The shinking of the Titanic is one of the most infamous shipwrecks in history. While there was some element of luck involved in surviving related to the passenger class,gender,age etc.In this project I am going to build a predictive model with the passenger data(training data) from kaggle that answers the question:“what sorts of people were more likely to survive?”
The Data Science project cycle works as OSMEN framework where the first step comes as:
The first step of a Data Science project is Obtaining or Gathering the data.Now as the data is already available in the website I am going to set the directory to the folder where the data is downloaded.
setwd("C:/Users/user/Desktop/Folder/TITANIC")
Now it is time to load the dataset into the interface with the ‘read.csv()’ function where ‘header=T’ tells R that the first line contains name of the columns and ‘stringAsfactors= FALSE’ tells R to consider the strings as string variables.
titanic.train<- read.csv(file = "train.csv", stringsAsFactors = FALSE, header = TRUE)

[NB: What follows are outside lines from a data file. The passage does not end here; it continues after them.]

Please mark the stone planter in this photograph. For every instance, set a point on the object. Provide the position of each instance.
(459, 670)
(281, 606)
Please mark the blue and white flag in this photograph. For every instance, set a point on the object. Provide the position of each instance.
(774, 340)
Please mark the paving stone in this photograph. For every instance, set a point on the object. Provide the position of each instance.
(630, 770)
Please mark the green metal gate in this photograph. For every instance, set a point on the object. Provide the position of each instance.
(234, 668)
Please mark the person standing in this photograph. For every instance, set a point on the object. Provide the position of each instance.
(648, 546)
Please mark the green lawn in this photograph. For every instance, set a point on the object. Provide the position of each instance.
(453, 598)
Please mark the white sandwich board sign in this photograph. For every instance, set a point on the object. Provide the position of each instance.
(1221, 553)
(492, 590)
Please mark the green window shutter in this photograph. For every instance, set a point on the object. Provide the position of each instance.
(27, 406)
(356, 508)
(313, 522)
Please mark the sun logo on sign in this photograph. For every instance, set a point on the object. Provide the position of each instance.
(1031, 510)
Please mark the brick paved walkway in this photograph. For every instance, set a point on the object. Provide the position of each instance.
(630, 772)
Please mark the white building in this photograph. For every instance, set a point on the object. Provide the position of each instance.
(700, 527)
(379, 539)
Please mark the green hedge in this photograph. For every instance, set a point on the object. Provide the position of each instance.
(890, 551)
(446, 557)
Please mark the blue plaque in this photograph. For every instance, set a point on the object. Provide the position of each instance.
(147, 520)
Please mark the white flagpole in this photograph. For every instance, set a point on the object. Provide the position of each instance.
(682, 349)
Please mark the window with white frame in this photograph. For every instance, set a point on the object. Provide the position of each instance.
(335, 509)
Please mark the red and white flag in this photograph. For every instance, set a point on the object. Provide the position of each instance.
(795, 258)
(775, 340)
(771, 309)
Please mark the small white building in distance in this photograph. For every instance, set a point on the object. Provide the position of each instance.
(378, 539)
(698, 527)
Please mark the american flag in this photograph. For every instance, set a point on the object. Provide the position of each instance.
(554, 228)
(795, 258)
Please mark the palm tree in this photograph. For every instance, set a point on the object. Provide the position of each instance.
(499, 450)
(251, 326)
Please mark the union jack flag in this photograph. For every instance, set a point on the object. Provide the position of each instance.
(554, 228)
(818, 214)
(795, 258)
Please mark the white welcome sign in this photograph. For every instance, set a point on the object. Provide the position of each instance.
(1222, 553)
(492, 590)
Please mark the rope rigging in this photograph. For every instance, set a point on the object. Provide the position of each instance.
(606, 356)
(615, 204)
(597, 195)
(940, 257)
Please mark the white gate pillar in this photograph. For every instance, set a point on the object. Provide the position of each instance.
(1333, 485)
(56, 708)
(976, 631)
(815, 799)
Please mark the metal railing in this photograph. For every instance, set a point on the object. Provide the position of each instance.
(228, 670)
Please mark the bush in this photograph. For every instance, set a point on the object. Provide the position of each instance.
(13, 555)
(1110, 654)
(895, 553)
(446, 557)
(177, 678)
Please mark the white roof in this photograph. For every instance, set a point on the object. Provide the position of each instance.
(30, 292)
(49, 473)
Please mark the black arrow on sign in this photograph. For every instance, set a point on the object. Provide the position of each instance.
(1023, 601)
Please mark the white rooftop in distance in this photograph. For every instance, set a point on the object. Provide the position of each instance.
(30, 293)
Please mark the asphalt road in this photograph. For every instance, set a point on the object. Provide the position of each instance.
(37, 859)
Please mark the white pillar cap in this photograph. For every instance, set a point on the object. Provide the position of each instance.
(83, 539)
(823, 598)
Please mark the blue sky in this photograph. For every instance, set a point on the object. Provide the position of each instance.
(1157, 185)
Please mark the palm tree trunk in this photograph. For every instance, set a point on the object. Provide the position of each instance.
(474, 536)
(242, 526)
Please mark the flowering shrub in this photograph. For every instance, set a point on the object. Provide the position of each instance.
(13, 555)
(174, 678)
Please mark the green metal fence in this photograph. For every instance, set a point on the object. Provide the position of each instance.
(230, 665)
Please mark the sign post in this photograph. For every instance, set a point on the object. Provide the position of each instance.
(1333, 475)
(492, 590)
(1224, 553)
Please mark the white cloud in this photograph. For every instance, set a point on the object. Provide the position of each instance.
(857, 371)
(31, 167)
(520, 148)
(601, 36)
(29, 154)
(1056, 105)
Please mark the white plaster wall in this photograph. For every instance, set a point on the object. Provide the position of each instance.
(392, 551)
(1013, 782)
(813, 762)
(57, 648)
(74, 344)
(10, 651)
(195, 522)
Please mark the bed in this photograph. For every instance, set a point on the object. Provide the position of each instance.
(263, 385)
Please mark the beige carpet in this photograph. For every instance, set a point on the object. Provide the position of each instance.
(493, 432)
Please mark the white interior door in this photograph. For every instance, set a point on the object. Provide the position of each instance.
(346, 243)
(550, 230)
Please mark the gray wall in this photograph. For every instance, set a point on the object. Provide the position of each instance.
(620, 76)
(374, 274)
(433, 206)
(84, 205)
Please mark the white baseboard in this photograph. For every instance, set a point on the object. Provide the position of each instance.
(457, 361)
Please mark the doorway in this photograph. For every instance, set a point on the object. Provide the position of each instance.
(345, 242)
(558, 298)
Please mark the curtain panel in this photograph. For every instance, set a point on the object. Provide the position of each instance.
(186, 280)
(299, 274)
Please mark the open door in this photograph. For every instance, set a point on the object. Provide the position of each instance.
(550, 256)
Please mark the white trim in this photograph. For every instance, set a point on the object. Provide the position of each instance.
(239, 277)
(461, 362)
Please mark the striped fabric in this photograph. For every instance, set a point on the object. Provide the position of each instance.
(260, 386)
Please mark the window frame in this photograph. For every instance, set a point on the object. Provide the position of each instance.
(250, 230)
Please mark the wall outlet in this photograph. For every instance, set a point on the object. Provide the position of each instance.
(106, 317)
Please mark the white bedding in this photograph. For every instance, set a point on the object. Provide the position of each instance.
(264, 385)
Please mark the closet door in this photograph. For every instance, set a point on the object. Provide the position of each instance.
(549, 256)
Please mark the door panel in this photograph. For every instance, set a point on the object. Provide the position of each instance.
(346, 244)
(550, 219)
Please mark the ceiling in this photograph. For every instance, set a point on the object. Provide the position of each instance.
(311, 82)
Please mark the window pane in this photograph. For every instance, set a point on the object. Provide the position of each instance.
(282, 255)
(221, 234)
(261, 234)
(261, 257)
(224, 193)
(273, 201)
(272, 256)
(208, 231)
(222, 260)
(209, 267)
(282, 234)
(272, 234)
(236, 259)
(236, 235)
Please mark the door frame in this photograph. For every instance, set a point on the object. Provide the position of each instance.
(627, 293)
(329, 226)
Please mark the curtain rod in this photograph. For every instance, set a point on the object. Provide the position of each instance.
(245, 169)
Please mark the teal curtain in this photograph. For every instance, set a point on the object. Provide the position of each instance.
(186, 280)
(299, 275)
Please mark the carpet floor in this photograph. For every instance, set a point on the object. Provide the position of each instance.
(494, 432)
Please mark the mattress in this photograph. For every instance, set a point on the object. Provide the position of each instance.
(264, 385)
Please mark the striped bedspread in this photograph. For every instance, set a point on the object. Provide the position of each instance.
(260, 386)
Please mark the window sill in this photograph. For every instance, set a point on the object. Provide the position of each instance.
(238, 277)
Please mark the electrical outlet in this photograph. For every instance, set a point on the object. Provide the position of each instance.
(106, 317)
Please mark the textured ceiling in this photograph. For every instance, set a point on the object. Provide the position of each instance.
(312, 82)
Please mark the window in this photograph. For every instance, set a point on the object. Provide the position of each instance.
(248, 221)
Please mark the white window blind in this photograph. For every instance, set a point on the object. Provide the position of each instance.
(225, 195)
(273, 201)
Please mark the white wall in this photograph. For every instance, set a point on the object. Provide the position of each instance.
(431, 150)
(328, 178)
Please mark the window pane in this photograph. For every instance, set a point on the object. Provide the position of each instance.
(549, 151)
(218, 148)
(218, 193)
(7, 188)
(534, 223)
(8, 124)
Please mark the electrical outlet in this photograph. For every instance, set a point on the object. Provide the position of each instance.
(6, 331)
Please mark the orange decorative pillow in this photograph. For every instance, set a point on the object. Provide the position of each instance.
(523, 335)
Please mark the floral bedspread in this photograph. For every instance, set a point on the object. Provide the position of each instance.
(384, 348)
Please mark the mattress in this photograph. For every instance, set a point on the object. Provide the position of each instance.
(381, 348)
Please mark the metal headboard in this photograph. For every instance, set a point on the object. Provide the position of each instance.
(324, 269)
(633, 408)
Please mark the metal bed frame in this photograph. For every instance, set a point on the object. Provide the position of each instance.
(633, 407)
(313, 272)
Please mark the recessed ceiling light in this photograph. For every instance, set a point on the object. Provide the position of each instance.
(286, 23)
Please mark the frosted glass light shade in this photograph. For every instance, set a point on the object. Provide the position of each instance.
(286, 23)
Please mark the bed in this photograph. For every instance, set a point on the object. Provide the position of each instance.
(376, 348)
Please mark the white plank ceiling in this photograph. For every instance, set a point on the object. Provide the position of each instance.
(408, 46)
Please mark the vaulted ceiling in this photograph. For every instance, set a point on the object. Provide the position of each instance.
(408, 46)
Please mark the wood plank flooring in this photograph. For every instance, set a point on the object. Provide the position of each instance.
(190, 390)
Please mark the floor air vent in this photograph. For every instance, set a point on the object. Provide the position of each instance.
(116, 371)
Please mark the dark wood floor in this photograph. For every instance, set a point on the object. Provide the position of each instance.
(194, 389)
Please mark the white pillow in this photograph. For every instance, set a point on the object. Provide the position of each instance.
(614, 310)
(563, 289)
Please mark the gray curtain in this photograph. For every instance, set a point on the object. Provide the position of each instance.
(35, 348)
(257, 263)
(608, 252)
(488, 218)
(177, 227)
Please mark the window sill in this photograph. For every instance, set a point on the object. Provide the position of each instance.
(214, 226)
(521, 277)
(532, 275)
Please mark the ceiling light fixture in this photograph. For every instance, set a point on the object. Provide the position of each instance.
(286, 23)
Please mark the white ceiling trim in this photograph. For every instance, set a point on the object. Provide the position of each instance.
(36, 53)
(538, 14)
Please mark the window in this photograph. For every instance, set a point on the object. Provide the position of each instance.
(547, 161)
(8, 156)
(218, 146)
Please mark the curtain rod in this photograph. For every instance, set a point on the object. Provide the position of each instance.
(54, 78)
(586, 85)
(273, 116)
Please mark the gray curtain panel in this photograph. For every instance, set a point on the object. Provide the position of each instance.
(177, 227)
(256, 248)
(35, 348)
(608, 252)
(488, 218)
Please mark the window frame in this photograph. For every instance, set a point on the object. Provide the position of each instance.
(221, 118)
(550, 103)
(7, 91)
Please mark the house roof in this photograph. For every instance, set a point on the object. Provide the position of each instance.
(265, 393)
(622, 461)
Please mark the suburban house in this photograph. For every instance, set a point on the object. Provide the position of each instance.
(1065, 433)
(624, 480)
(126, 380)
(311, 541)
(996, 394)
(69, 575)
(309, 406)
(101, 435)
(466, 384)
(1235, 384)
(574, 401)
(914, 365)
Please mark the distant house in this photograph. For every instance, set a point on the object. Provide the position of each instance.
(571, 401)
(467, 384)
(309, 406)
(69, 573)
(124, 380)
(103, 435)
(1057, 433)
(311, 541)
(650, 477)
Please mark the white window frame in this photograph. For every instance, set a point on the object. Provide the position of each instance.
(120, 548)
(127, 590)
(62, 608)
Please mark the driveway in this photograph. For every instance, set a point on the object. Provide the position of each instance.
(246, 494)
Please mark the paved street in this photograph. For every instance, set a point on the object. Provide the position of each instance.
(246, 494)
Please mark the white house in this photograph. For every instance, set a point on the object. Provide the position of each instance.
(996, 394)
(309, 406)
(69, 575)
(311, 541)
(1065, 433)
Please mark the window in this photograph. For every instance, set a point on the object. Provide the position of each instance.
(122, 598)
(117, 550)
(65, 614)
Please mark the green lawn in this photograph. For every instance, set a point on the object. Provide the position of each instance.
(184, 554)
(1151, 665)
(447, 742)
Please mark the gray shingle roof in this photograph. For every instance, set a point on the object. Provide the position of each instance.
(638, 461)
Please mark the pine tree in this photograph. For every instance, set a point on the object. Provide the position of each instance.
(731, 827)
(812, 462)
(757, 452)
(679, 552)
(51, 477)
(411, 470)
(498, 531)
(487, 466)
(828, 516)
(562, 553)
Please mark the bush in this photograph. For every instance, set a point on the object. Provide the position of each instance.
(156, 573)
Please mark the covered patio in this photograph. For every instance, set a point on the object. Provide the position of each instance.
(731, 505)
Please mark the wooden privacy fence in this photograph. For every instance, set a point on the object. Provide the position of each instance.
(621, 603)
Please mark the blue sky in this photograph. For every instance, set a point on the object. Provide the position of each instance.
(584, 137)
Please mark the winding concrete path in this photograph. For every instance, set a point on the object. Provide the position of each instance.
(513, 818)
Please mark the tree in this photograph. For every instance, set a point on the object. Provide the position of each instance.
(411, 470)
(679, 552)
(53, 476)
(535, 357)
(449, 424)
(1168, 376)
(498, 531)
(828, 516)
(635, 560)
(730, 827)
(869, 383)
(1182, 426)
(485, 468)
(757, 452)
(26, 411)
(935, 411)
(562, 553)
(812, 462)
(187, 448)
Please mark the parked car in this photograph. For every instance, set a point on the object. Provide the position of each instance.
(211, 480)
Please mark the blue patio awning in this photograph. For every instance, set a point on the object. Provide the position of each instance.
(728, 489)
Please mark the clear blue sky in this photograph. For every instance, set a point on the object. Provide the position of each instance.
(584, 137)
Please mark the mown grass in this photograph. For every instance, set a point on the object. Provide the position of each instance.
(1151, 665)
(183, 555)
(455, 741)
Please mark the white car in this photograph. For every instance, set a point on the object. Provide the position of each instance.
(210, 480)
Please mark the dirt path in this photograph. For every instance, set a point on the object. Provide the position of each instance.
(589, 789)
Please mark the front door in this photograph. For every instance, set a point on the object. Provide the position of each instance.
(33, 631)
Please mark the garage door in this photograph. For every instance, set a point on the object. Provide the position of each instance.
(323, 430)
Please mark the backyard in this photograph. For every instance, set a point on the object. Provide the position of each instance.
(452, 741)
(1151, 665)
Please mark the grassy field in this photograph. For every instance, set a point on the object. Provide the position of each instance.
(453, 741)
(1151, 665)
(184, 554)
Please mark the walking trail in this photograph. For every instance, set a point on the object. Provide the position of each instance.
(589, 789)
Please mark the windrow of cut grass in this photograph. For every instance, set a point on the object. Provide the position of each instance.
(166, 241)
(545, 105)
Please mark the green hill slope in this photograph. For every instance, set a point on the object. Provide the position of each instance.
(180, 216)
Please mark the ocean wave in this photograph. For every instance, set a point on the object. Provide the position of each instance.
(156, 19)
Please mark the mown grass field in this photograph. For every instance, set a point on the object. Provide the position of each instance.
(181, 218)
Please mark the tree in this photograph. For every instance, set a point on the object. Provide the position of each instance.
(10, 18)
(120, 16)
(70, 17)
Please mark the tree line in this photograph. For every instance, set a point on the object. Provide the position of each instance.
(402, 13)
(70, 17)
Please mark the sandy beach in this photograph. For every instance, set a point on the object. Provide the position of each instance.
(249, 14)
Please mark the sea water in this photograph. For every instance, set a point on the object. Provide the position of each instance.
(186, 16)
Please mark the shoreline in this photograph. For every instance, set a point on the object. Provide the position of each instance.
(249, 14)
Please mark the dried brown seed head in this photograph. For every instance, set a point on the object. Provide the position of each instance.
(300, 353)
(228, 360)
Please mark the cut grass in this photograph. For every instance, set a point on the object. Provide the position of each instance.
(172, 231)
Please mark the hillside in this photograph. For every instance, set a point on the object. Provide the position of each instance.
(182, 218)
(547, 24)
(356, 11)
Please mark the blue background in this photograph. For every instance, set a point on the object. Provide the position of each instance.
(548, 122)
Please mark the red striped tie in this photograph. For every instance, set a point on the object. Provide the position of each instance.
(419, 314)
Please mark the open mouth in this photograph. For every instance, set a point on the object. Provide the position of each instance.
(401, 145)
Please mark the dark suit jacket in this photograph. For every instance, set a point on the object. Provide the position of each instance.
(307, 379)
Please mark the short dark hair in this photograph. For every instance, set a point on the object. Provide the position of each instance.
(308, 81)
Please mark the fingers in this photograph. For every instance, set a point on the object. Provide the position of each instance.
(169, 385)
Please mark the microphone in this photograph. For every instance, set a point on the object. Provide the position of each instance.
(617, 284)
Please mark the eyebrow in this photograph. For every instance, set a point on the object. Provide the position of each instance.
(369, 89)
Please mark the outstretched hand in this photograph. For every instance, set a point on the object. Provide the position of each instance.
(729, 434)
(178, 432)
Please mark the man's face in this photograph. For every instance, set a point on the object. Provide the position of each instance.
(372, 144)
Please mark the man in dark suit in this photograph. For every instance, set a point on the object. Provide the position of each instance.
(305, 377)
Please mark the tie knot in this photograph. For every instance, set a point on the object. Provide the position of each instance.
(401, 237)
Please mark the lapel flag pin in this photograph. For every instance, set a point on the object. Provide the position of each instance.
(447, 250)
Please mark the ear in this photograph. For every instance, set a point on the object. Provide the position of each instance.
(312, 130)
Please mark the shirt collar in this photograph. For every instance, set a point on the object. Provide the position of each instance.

titanic.test<- read.csv(file = "test.csv", stringsAsFactors = FALSE, header = TRUE)
Next I am going to have look how the dataset looks like with the ‘header()’ funcion as:
head(titanic.train)
head(titanic.test)
For each of the passenger Id,‘survival’ refres as 0=No,1=YES, ‘Pclass’ defines Ticket class, ‘Age’ in years as Age is fractional if less than 1. If the age is estimated, is it in the form of xx.5,
‘sibsip’ defines no of siblings/spouses aboard the Titanic as sibsp: The dataset defines family relations in this way… Sibling = brother, sister, stepbrother, stepsister Spouse = husband, wife (mistresses and fiancés were ignored),
‘parch’ defines no of parents/children aboard the Titanic as parch: The dataset defines family relations in this way… Parent = mother, father Child = daughter, son, stepdaughter, stepson Some children travelled only with a nanny, therefore parch=0 for them,
‘embarked’ defines port of Embarkation as C=Cherbourg,Q= Queenstown, S= Southampton.
Now clearly we can see that the test datatset does not have the ‘Survived’ column, exactly what we have to predict.So the Submisson file will have the passengerId of test dataset and whether they survived or not.Let’s continue to the next step.
2)Scrubbing of the Dataset: Cleaning and filtering of the dataset.
Let’s combine the traing and testing dataset that will reduce the time as well as the task much more easier.As we know the test data set does not have the survived column so we have to include that column, so let’s fill the survived column with ‘NA’.Now to avoid the confusion in identifying the datasets while splitting let’s insert a new column in both the test and the traing dataset.let’s call the new column as ‘IsTrainset’ with ‘TRUE’ string in Training data and ‘FALSE’ string in the Test data.Now let’s combine them with ‘rbind’ function to start the scrubbing process.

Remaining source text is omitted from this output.